In this example, we are going to do a Standard ICMP Traceroute but we will send all our probes at the same time.
One obvious question, “Where do we stop?” For this exercises we’ll just send packets till TTL 30 and that is a decent number to reach almost any node on Internet.
>>> ans,unans=sr(IP(dst="4.2.2.1",ttl=(1,10))/ICMP())
Once, we receive all probe requests we can obtain results:
>>> ans.summary( lambda(s,r) : r.sprintf("%IP.src%"))
192.168.1.1
68.88.88.88
68.60.60.60
4.79.43.134
4.79.43.133
4.68.18.62
4.68.123.6
4.2.2.1
4.2.2.1
Similarly, we can use TCP SYN traceroute to obtain similar results:
ans,unans=sr(IP(dst="4.2.2.1",ttl=(1,10))/TCP(dport=53,flags="S"))
And again results would be:
>>> ans.summary( lambda(s,r) : r.sprintf("%IP.src%\t{ICMP:%ICMP.type%}\t{TCP:%TCP.flags%}"))
192.168.1.1 time-exceeded
68.86.90.162 time-exceeded
4.79.43.134 time-exceeded
4.79.43.133 time-exceeded
4.68.18.126 time-exceeded
4.68.123.38 time-exceeded
4.2.2.1 SA
Scapy includes a built-in traceroute() function to perform same functionality as above. Here is an example of TCP SYN traceroute:
>>> traceroute("4.2.2.1")
Begin emission:
***********************Finished to send 30 packets.
****
Received 27 packets, got 27 answers, remaining 3 packets
4.2.2.1:tcp80
1 192.168.1.1 11
5 4.79.43.134 11
6 4.79.43.133 11
7 4.68.18.62 11
8 4.68.123.6 11
9 4.2.2.1 RA
10 4.2.2.1 RA
...
We can perform a DNS traceroute by specifying a complete packet in l4 parameter of traceroute() function:
>>> ans,unans=traceroute("4.2.2.1",l4=UDP(sport=RandShort())/DNS(qd=DNSQR(qname="thesprawl.org")))
Begin emission:
..*....******...******.***...****Finished to send 30 packets.
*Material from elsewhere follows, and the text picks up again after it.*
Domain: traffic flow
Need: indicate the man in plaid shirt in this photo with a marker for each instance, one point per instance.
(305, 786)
*****...***...............................
Received 75 packets, got 28 answers, remaining 2 packets
4.2.2.1:udp53
1 192.168.1.1 11
4 68.86.90.162 11
5 4.79.43.134 11
6 4.79.43.133 11
7 4.68.18.62 11
8 4.68.123.6 11
9 4.2.2.1
...
Similarly, IP Fragment traceroute can be emulated with this command:
>>> res,unans = sr(IP(dst="4.2.2.1", ttl=(5,10), flags="MF")
... /UDP(sport=RandShort( ), dport=53), timeout=125)
Note: I couldn't produce Type 11 Code 1 (Time Exceeded During Reassembly) ICMP error.